Ganti Sistem Berkali-Kali, Tapi Akses Pendidikan Masih Jauh dari Merata!
Tanggal: 17 Mei 2025 13:22 wib.
Tampang.com | Pemerintah telah mengganti Ujian Nasional dengan Asesmen Nasional dan berbagai kebijakan baru lainnya. Namun di balik pergantian sistem yang diklaim lebih modern dan adil, kesenjangan kualitas pendidikan antarwilayah dan antarkelompok ekonomi masih mencolok.

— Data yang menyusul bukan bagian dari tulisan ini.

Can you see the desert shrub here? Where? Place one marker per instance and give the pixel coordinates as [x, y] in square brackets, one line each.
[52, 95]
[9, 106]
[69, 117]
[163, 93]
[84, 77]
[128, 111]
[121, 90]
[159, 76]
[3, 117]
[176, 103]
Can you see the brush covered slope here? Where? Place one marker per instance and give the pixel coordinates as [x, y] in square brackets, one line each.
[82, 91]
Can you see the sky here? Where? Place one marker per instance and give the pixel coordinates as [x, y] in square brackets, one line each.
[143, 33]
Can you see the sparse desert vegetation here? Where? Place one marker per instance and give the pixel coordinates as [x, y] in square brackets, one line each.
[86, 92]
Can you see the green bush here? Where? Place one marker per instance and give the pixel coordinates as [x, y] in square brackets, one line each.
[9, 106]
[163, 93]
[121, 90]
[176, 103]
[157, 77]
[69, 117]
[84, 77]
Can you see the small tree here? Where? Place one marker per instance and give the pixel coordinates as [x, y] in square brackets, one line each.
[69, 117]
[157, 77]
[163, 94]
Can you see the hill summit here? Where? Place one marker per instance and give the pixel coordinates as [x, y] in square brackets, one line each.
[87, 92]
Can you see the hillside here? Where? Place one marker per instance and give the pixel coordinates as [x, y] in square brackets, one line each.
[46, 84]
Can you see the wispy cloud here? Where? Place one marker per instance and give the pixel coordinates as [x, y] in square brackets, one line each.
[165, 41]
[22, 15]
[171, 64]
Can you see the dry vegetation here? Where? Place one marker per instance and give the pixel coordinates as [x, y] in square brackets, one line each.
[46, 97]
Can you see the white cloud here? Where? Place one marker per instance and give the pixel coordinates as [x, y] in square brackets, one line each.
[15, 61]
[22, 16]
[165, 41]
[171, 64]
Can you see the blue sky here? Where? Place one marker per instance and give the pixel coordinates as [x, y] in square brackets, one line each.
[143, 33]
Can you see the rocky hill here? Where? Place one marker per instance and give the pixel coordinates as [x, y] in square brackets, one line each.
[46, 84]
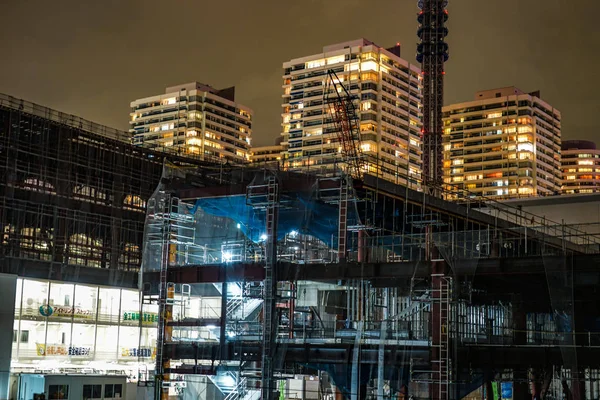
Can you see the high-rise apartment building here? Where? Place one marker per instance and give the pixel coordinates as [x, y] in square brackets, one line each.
[580, 164]
[194, 119]
[505, 143]
[387, 92]
[266, 154]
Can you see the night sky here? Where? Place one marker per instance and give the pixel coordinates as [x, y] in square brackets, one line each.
[92, 57]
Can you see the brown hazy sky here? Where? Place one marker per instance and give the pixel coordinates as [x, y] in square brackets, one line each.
[92, 57]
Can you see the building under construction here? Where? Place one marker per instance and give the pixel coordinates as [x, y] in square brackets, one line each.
[273, 284]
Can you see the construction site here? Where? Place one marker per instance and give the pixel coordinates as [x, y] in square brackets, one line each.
[277, 284]
[271, 283]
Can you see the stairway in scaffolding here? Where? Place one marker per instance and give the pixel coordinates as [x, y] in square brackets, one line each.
[241, 306]
[444, 361]
[169, 227]
[439, 377]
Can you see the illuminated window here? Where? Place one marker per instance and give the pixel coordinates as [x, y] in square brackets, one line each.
[525, 156]
[336, 59]
[525, 147]
[192, 115]
[194, 141]
[315, 63]
[524, 129]
[525, 138]
[369, 66]
[367, 147]
[351, 67]
[525, 191]
[134, 201]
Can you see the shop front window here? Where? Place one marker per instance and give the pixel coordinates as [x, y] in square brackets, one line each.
[58, 340]
[86, 298]
[130, 307]
[60, 306]
[58, 392]
[82, 342]
[109, 301]
[35, 299]
[129, 342]
[106, 342]
[35, 334]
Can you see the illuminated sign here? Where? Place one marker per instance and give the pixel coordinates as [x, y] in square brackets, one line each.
[61, 350]
[65, 312]
[138, 352]
[147, 318]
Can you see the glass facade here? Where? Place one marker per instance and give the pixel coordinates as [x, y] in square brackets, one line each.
[81, 327]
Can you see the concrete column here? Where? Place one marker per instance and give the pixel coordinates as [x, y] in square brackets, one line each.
[8, 288]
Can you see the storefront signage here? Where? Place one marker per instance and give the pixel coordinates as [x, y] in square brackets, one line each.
[138, 352]
[65, 312]
[61, 350]
[147, 318]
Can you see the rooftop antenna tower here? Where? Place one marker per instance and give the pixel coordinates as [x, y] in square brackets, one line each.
[432, 53]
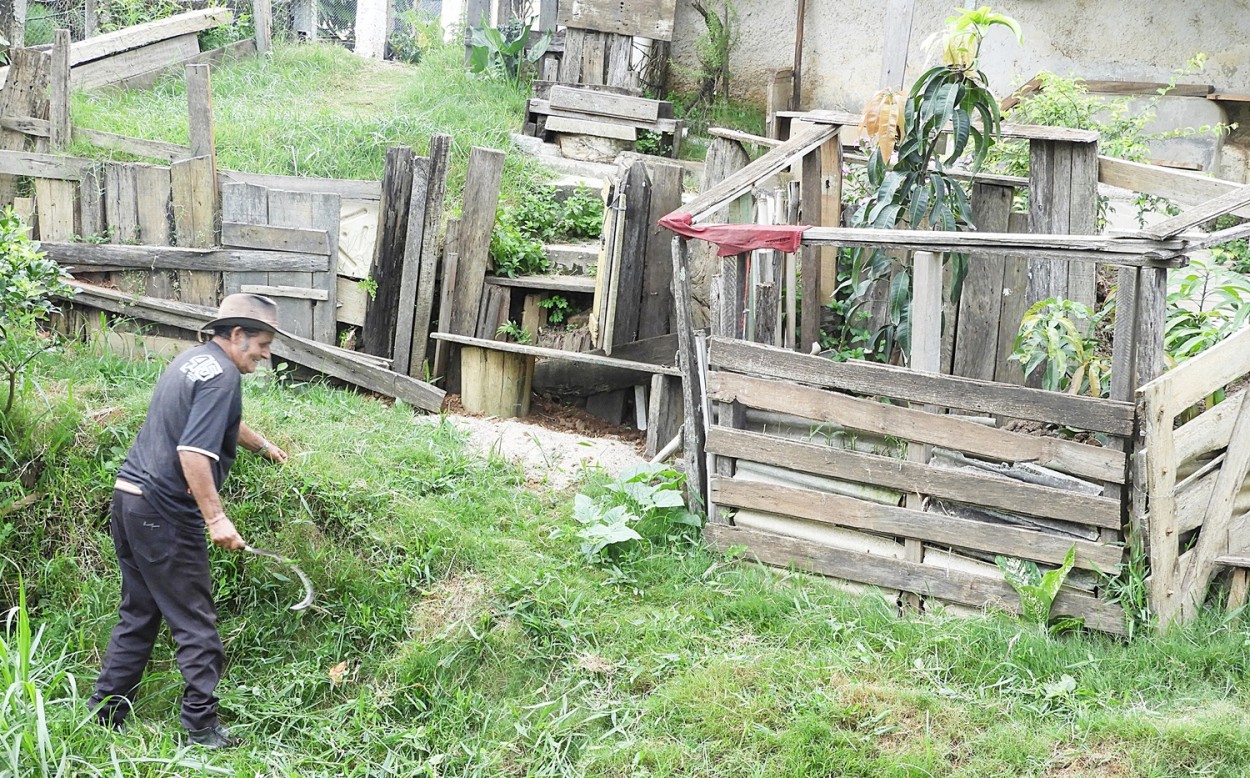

Kebijakan Berganti, Masalah Tak Banyak Berubah
Sejak dihapusnya Ujian Nasional, muncul sistem-sistem baru seperti Asesmen Kompetensi Minimum (AKM), survei karakter, dan survei lingkungan belajar. Namun penerapannya di daerah tertinggal masih terkendala infrastruktur, guru, hingga jaringan internet.
“Sistem boleh canggih, tapi kalau di pelosok masih kekurangan guru dan listrik tak stabil, ini tetap timpang,” ujar Winda Saputri, pengamat pendidikan dari LSM Cerdas Bangsa.
Sekolah Negeri di Daerah Tertinggal Masih Ketinggalan
Masih banyak sekolah negeri di luar Jawa yang kekurangan fasilitas dasar seperti ruang kelas layak, laboratorium, perpustakaan, bahkan toilet bersih. Sementara sekolah-sekolah elit di kota besar menikmati teknologi mutakhir dan pendanaan memadai.
“Anak-anak di Papua, NTT, atau Kalimantan Tengah berjuang keras hanya untuk bisa belajar. Di Jakarta, anak-anak bisa belajar coding sejak SD,” jelas Winda.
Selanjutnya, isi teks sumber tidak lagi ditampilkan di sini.